High-Tech Sports Equipment Plaintiff Alleges Viable Fraud Claim Against Electronic Sensor Supplier (Newspin v. Arrow – Part II)

In Newspin Sports, LLC v. Arrow Electronics, Inc., 2018 WL 6295272, the Seventh Circuit affirmed the dismissal of plaintiff’s negligent misrepresentation claims but upheld its fraud claims.

Under New York law (the contract had a NY choice-of-law provision), a plaintiff alleging negligent misrepresentation must establish (1) a special, privity-like relationship that imposes a duty on the defendant to impart accurate information to the plaintiff, (2) information that was factually inaccurate, and (3) plaintiff’s reasonable reliance on the information.

New York’s economic loss rule softens the negligent misrepresentation theory, however. This rule prevents a plaintiff from recovering economic losses under a tort theory. Since the plaintiff’s alleged negligence damages – money it lost from the flawed electronic components – mirrored its breach of contract damages, the negligent misrepresentation claim was barred by the economic loss rule. [*10]

Plaintiff’s fraud claims fared better.  In New York, a fraud claim will not lie for a simple breach of contract.  That is, where the only “fraud” alleged is a defendant’s broken promise or lack of sincerity in making a promise, the fraud claim merely duplicates the breach of contract one.

To allege a fraud claim separate from a breach of contract, a plaintiff must establish (1) a legal duty separate from the duty to perform under a contract, or (2) demonstrate a misrepresentation collateral or extraneous to the contract, or (3) special damages caused by the misrepresentation that are not recoverable as contract damages. [*11] [32]-[33].

Applying these principles, the Court noted that the plaintiff alleged the defendant made present-tense factual representations concerning its experience, skill set and that its components met plaintiff’s specifications.  Taken together, these statements – if true – sufficiently pled a legal duty separate from the parties’ contractual relationship to state a colorable fraud claim.
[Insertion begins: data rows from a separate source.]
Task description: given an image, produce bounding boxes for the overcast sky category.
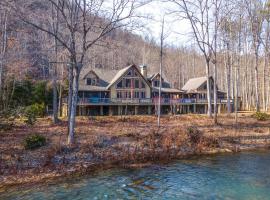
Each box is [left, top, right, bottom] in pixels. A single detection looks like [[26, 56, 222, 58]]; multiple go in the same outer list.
[[137, 1, 193, 46]]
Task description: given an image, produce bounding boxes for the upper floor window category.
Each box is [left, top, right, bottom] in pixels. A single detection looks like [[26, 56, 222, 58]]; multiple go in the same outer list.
[[134, 79, 140, 88], [125, 79, 131, 88], [141, 92, 145, 99], [86, 78, 98, 85], [117, 91, 122, 99], [116, 80, 123, 88], [134, 91, 140, 99], [141, 82, 145, 88], [153, 80, 159, 87], [127, 70, 133, 76]]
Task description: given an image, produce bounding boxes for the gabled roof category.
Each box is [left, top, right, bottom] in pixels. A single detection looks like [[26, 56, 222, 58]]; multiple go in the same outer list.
[[107, 65, 133, 88], [152, 87, 182, 93], [79, 68, 118, 91], [182, 76, 210, 91], [79, 65, 151, 91], [147, 72, 171, 88]]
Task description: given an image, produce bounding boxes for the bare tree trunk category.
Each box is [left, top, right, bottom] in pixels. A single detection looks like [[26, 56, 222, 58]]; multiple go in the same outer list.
[[254, 50, 260, 112], [0, 9, 7, 109], [226, 44, 231, 114], [68, 62, 74, 127], [52, 1, 59, 124], [158, 16, 164, 127], [68, 66, 80, 145], [206, 60, 212, 117]]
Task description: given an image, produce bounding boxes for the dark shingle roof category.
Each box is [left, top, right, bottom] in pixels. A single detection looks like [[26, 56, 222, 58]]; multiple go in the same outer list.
[[182, 76, 207, 91]]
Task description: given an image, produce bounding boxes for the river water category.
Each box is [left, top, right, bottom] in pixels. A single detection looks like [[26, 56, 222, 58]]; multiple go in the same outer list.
[[0, 151, 270, 200]]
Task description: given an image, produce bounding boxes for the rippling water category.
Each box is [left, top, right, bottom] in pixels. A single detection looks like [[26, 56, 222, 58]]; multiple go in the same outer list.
[[0, 151, 270, 200]]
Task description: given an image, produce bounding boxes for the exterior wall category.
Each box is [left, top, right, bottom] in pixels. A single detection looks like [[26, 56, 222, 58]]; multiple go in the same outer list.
[[79, 71, 99, 85], [110, 67, 151, 99]]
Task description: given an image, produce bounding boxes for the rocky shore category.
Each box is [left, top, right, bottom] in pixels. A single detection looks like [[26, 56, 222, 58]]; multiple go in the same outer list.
[[0, 114, 270, 189]]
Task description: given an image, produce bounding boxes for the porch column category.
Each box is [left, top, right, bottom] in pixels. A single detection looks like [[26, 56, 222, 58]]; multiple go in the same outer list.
[[135, 106, 139, 115], [117, 106, 122, 115], [147, 106, 152, 115], [109, 106, 113, 116], [193, 103, 197, 113], [204, 105, 207, 114], [100, 106, 104, 116], [217, 104, 222, 114]]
The Court also rejected the defendant’s argument that the plaintiff’s fraud claims were subject to the UCC’s four-year limitations period governing sales of goods contracts.  Since the plaintiff’s fraud count differed from its breach of contract claim, Illinois’s five-year statute of limitations for common law fraud governed.  See 735 ILCS 5/13-205,  As a result, plaintiff’s 2017 filing date occurred within the five-year time limit and the fraud claim was timely. [*12] [35].

Afterwords:

The economic loss rule will bar a negligent misrepresentation claim where a plaintiff’s pleaded damages simply restate its breach of contract damages;

A fraud claim can survive a pleadings motion to dismiss so long as the predicate allegations go beyond the subject matter of the contract governing the parties’ relationship.